Marine Le Pen à Nanterre, le 5 janvier 2012. - CHAMUSSY/SIPA

Anne-Laëtitia Béraud

Le travail d’évaluation des coûts du programme économique de Marine Le Pen, candidate Front national à l’élection présidentielle, a demandé «plusieurs mois, voire plusieurs années», indique à 20 Minutes Jean-Richard Sulzer, conseiller «économie» pour la campagne de la frontiste. Un programme qui a été dévoilé ce jeudi matin à la presse à Nanterre, au siège du FN.

«Nous avons pris en compte des centaines de variables», affirme Jean-Richard Sulzer, qui indique par ailleurs que certaines mesures proposées par Marine Le Pen existaient dans le programme présidentiel de son père Jean-Marie en 2007. 

Dévaluation programmatique de l’euro

Certaines mesures sont-elles plus difficiles à évaluer que d’autres? «Il était facile d’évaluer la suppression des niches fiscales que nous proposons, puisqu’elles font l’objet d’un rapport parlementaire», note Jean-Richard Sulzer. 
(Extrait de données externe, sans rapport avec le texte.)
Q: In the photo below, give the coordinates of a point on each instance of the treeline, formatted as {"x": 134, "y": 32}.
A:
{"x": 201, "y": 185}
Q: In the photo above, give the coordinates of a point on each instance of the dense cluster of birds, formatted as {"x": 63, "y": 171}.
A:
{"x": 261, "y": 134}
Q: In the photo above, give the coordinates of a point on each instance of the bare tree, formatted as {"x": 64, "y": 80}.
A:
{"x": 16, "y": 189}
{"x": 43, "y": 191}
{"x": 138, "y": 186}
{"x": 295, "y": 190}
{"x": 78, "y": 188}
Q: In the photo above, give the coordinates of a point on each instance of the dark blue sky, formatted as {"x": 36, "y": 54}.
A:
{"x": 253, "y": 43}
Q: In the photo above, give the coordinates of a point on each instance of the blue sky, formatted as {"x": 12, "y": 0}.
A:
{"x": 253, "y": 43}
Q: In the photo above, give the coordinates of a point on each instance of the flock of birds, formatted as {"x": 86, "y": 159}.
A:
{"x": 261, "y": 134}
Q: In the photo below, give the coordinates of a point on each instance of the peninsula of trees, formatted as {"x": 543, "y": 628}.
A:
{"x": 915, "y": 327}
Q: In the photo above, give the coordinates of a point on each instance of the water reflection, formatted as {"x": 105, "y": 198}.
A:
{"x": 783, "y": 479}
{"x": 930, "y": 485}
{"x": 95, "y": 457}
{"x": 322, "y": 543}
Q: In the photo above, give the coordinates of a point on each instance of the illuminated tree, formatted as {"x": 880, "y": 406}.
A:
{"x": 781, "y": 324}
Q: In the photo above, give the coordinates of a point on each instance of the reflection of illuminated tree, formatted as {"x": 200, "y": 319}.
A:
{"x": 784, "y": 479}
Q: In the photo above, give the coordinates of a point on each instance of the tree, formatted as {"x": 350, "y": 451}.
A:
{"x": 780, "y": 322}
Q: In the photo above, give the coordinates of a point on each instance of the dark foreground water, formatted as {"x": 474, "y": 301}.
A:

Cela se complique avec la sortie de l’euro, un point central du programme économique de la responsable frontiste. «D’un point de vue logistique, nous avons pris des chiffres de l’Institut Montaigne concernant l’impression de billets de banque (en francs). Notre chiffre de la parité d’un franc pour un euro était programmatique au printemps, mais aujourd’hui, avec la dévaluation de 9% de l’euro par rapport au dollar, nous arrivons à ce que nous avions prévu.» 

Parmi les autres mesures dévoilées par Marine Le Pen ce jeudi, figurent le plan de réduction du déficit français, le passage de 42 à 40 ans de la durée de cotisation pour les retraites, la baisse de la taxe intérieure sur les produits pétroliers (TIPP) ou encore «l’augmentation de 200 euros net de tous les salaires allant jusqu’à 1,4 fois le Smic».